Marriage in Islam: Why Matrimony has incurred a Multitude of difficulties Amongst Muslims
Throughout the world especially over the past 50 years, divorce rates and failing marriages have increased tremendously. Even In Muslim communities across the globe matrimony is facing many challenges, which are significant. For Muslims Islam is in fact considered a perfect religion in itself and the best way of life. Obviously, if this is true then it brings forth many questions and concerns as to why Muslims are facing the same challenges as non-Muslims, non-believers, atheists etc.
Although Western nations have traditionally been frontrunners when it comes to high divorce rates, the increasing trend of divorce in Muslim countries as well as divorce amongst Muslims in Western countries does warrant further investigation. Moreover instances where divorce is not prevalent many reports indicate that the quality of marital life has suffered in other ways.
Islam as a civilization is extremely multi-cultural and the presence of Muslims is evident in every corner of the globe, however, it seems that many Muslims have brought their personal cultural baggage to the religion and deemed it as a part of the religion itself, and have thus made for difficult circumstances for marriage for up and coming generations.

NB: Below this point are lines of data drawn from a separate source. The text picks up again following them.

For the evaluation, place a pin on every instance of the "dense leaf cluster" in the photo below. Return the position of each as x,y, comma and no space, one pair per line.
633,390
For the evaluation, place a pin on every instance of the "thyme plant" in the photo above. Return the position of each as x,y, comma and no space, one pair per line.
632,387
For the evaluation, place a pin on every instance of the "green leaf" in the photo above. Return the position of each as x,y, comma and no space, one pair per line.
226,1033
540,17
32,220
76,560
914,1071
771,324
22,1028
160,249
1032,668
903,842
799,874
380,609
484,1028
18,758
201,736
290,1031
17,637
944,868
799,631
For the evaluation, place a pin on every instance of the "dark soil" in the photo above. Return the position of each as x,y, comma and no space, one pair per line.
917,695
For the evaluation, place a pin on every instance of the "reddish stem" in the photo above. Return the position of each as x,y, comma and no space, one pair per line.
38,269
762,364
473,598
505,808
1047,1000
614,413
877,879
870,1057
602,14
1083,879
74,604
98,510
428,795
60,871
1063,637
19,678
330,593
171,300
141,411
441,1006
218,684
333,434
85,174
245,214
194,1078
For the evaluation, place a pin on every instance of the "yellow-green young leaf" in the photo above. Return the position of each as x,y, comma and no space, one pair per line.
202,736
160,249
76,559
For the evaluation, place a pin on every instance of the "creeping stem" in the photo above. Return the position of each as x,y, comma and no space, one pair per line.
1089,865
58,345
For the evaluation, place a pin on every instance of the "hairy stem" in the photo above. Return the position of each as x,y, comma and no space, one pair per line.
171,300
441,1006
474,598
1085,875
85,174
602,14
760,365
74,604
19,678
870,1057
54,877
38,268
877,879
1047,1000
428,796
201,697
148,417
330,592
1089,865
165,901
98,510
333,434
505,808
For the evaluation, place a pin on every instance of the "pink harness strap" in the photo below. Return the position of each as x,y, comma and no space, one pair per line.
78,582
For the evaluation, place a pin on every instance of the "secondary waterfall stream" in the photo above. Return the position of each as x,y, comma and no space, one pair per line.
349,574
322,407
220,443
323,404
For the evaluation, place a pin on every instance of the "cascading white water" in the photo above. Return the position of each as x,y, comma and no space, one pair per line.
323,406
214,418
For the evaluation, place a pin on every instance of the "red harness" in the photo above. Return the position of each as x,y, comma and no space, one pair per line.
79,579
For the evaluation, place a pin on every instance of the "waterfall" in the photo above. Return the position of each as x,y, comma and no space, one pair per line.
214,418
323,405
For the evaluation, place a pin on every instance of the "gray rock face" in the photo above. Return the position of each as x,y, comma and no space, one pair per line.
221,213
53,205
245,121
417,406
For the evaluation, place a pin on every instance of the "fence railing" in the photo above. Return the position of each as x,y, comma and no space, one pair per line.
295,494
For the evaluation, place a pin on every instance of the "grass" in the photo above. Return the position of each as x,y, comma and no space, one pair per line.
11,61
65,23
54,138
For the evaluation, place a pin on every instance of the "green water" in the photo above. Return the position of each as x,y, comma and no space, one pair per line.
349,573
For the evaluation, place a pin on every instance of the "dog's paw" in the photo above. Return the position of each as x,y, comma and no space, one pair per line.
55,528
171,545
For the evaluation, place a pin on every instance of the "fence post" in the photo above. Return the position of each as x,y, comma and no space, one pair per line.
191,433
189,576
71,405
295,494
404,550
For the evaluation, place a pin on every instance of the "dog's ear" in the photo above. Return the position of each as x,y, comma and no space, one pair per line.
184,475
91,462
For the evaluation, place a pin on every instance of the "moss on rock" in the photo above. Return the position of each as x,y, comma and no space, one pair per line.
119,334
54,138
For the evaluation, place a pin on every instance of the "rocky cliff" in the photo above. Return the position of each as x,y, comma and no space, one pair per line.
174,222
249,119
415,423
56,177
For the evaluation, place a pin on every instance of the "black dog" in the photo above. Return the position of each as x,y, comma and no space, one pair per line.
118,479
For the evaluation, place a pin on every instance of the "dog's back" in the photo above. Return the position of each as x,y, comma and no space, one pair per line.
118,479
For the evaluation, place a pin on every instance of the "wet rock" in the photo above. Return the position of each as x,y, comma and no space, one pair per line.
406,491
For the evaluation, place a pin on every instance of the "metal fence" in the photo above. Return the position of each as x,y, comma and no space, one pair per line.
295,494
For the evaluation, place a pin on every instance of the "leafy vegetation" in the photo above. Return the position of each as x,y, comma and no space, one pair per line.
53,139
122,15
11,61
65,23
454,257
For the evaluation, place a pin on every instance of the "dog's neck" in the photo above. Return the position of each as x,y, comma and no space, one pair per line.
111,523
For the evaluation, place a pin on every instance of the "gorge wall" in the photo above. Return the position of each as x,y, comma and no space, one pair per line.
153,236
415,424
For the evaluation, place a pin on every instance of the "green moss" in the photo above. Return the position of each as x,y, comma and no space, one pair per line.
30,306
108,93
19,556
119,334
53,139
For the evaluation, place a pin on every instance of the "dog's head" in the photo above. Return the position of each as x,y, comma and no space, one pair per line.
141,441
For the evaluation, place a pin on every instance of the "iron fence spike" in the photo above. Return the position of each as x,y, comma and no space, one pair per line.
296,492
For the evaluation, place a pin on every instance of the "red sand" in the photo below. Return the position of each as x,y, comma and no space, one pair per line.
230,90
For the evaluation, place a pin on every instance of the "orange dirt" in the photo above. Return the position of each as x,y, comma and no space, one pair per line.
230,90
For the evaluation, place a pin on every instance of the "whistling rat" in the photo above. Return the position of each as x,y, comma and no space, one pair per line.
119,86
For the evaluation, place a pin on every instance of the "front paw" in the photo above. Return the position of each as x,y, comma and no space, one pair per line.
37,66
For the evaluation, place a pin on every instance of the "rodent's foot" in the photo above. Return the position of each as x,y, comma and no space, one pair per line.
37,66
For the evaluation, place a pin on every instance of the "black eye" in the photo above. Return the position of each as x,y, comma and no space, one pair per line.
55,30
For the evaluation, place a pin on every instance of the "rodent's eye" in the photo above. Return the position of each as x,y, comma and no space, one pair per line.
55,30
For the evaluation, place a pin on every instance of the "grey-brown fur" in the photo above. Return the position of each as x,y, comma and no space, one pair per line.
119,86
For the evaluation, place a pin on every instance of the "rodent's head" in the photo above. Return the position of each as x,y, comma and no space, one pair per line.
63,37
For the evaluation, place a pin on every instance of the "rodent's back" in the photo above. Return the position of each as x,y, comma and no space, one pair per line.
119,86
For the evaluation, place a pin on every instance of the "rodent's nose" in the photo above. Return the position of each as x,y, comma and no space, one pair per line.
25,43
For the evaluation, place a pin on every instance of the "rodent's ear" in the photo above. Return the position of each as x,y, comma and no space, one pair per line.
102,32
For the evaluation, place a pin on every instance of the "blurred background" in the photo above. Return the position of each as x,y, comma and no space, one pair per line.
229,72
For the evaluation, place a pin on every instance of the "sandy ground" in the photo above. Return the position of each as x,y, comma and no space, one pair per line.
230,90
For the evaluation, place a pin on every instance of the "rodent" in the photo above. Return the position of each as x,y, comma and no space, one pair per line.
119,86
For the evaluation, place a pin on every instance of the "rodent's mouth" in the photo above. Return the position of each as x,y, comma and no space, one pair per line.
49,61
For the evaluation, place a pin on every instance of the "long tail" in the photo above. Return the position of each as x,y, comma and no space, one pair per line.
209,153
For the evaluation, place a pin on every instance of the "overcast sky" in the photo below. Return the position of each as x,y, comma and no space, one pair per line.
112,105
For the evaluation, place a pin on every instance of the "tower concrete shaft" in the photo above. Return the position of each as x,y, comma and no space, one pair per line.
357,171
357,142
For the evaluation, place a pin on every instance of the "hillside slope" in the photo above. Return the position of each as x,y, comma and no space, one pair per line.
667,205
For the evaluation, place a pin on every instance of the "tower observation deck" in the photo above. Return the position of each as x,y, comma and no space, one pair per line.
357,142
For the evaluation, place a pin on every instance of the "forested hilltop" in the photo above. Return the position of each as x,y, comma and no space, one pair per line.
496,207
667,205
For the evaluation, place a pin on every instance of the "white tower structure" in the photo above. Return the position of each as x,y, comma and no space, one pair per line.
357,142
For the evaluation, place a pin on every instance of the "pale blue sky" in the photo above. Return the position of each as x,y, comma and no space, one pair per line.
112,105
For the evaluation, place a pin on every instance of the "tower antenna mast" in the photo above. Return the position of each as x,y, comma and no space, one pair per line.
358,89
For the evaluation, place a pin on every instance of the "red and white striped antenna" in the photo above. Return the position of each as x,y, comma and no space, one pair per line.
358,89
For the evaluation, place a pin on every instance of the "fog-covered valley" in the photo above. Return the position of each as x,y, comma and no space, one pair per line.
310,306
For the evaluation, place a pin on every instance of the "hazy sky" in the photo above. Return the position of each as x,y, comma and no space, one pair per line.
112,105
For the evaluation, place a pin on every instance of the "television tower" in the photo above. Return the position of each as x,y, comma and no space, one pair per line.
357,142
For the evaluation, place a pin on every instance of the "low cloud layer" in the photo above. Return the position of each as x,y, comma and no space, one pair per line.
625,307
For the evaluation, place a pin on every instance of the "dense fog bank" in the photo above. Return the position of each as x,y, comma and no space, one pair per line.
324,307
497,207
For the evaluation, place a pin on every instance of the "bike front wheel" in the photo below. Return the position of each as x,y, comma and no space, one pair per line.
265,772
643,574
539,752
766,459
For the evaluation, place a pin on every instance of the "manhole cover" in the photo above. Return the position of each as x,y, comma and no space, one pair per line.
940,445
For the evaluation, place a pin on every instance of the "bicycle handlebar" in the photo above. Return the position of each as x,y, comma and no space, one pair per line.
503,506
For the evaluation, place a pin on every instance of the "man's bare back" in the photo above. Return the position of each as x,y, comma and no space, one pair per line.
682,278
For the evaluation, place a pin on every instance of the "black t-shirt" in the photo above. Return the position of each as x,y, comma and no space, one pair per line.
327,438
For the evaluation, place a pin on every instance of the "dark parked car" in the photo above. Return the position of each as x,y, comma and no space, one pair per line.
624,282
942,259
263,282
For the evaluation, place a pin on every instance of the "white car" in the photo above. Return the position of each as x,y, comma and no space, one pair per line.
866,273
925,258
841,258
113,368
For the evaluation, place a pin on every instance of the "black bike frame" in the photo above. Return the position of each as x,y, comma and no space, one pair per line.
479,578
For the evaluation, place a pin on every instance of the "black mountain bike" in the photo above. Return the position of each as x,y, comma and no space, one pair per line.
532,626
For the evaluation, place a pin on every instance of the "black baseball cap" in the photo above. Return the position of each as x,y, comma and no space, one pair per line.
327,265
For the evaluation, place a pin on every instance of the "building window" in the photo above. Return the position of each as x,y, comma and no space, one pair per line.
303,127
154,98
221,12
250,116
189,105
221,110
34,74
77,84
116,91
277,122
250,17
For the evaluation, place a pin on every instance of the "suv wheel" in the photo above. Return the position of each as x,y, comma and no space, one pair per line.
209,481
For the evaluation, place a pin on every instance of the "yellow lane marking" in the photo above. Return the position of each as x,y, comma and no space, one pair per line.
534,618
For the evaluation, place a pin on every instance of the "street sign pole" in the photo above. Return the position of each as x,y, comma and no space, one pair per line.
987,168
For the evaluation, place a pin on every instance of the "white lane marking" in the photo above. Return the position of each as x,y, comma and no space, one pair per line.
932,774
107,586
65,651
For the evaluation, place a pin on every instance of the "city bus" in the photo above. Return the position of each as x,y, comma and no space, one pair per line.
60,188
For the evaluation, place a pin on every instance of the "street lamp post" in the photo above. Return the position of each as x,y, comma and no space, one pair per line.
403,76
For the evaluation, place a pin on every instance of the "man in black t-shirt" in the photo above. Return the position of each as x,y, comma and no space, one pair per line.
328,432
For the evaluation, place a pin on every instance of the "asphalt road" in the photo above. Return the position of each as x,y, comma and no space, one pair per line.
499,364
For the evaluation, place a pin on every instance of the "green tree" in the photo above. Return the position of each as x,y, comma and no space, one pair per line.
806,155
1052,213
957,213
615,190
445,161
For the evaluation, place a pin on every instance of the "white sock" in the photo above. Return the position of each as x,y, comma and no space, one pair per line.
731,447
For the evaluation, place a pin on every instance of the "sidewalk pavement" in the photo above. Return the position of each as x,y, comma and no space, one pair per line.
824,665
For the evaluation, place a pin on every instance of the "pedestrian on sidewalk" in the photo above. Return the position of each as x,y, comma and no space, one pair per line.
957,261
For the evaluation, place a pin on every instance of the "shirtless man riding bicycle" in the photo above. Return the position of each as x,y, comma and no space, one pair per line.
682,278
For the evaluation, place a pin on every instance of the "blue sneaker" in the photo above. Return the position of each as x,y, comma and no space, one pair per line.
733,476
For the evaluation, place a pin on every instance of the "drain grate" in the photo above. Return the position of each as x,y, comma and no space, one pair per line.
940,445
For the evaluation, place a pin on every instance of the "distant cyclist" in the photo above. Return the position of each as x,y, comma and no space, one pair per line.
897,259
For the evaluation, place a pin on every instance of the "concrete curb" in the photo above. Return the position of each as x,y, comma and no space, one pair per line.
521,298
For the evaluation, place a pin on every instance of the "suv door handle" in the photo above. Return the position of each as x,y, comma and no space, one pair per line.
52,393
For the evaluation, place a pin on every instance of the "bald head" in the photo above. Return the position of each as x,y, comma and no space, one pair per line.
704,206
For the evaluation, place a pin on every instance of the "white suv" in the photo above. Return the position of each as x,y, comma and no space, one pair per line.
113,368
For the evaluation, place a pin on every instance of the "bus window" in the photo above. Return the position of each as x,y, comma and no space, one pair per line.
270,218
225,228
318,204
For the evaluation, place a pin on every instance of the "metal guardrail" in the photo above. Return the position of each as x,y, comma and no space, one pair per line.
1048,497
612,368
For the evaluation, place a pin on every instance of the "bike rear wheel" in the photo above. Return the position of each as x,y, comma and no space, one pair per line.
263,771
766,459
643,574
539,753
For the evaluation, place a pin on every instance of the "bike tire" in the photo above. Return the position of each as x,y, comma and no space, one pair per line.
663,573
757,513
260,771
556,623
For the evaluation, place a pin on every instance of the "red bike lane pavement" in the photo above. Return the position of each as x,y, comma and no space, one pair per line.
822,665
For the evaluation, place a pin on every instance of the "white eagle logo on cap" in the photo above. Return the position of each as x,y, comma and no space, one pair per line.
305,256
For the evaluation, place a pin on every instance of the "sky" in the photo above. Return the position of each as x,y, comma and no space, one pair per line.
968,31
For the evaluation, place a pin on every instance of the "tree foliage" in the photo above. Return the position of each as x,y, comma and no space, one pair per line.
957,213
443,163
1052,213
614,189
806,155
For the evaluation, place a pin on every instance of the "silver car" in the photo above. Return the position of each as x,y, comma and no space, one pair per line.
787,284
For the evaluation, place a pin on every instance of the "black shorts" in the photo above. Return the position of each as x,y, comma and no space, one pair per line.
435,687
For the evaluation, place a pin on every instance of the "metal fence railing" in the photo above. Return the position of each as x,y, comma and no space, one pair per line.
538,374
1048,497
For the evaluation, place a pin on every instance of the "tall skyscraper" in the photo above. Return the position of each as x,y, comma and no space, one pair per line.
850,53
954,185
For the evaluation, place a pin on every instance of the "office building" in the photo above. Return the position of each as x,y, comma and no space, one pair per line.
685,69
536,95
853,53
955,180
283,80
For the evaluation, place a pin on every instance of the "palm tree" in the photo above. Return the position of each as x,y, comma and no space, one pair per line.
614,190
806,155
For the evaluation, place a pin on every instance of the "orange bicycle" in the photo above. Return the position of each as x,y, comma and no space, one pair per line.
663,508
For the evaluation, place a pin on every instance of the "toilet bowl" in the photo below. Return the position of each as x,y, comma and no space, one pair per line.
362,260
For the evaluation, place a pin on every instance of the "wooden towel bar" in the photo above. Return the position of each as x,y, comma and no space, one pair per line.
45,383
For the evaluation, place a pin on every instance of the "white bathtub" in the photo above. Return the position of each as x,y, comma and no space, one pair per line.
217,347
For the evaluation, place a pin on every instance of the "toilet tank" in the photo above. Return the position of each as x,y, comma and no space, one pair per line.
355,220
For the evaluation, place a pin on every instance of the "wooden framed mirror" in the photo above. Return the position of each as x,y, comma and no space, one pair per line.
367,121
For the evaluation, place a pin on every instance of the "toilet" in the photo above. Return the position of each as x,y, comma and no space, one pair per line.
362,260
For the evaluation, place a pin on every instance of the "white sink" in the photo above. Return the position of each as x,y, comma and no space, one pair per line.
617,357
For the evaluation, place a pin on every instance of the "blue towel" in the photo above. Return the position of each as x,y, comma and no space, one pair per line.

By taking a look at some of the prevalent concerns amongst the non-Muslim community, in particular of the West, a better analysis can be made of those and other similar matters concerning Muslim communities with a distinction in the Islamic protocol and resolve.
Quran on marriage
In the Quran, in Sura al-Room, verse 21 it mentions: And among His Signs is this, that He created for you mates from among yourselves, that you may dwell in tranquility with them, and He has placed love and mercy between your (hearts); verily in that are signs for those who reflect.
This is a very well-known verse of Quran and often recited and marital gatherings. This verse does express that God has placed love and mercy between spouses. So there is a sense of divine blessing for spouses. But what is extremely important is that this love and mercy is a given but it is also like a seed. When we see marriages which are dysfunctional it has to do with this same issue. God merely plants the foundation of love and marriage between a husband and wife but that seed must be cultivated. And there are many ways that this can be achieved, and we will touch on them throughout this essay.
Marriage in hadith
Most Muslims are familiar with the famous hadith: that marriage is half your faith. Many of the scholars of (akhlaq) would strongly disagree with the way that this is interpreted. Most Muslims believe that by merely selecting a spouse, going through the ritual of a marriage ceremony, signing a marriage contract and having an elaborate wedding reception that one has thereby completed the huge task known as ‘half ones faith’.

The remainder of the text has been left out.